Zwischen Abstraktion und Gegenständlichkeit. Die Glasfenster von Udo Unterieser in der Kapelle des Altenheims St. Suitbertus
Kapelle des Altenheims St. Suitbertus | Kölner Str. 4, 42119 Wuppertal |Udo Unterieser | 1980
Von Anna Koston
Das katholische Altenheim St. Suitbertus im Wuppertaler Stadtteil Elberfeld verzeichnet fünf Glasfenster des Glasgestalters Udo Unterieser. Die Fenster tragen den Titel ,,Freie Komposition” und treten vor allem durch ihre abstrakte Formensprache hervor. Wie die Freie Komposition offenbart, hebt sich Unteriesers Glaswerk von der klassischen Glasmalerei der Vorkriegszeit ab, die von figurativer Dreidimensionalität geprägt ist. Seit den 1980er Jahren zieht sich die zweidimensionale Abstraktion verstärkt durch die Glaskunst von Unterieser und ist vor allem im öffentlichen Raum vertreten. Warum die Glasfenster von Unterieser die traditionelle Glaskunst überwinden, beantwortet sich mit einem Blick auf die sich in der Kapelle befindlichen Fenster, die die rechte Seitenwand zieren.
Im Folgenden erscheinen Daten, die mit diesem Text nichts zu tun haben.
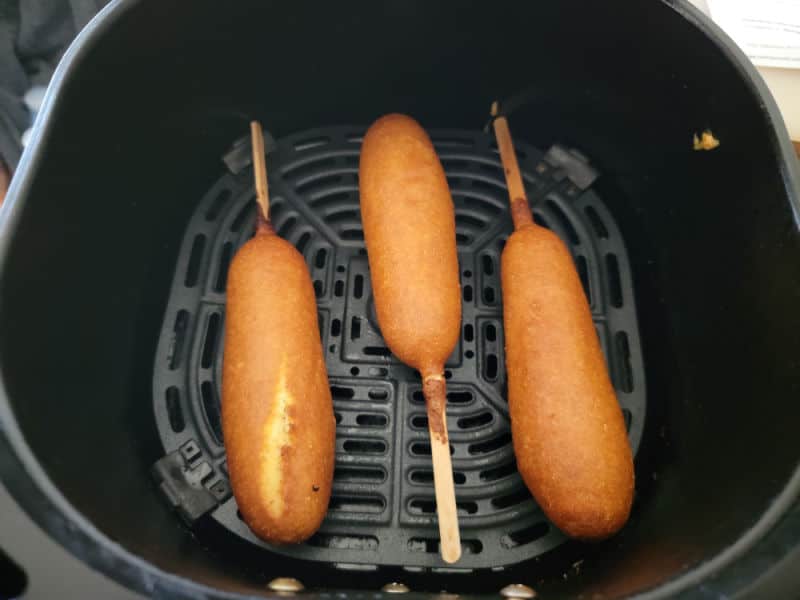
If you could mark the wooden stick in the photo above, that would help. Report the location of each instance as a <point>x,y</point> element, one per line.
<point>260,168</point>
<point>434,389</point>
<point>520,210</point>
Besonders das Fenster in direkter Nähe zum Altar, das das erste von vier ausführenden Glasfenstern in der Kapelle bildet, deutet Unteriesers Spiel mit amorphen Formen und reduzierter Gegenständlichkeit an. Das einbahnige Glasfenster setzt sich aus unterschiedlich gefärbtem Antikglas, Blei und Glasbrocken zusammen.
Der zweidimensionale Aufbau des Glasfensters fügt sich aus einer schwarzen Ummantelung aus Blei zusammen. Innerhalb dieser Umrahmung folgen geometrisch angelegte und unterschiedlich große Glasscheiben einem diagonalen Muster, das in Abschnitten weitere Konturen bildet, bis die hellblau getönten Scheiben in größere helle Flächen übergehen. Zentral umgeben die groß angelegten Flächen eine abstrakte Figur in ihrer Mitte, die sich aufgrund der intensiven Farbigkeit von ihrem äußeren Umfeld abhebt.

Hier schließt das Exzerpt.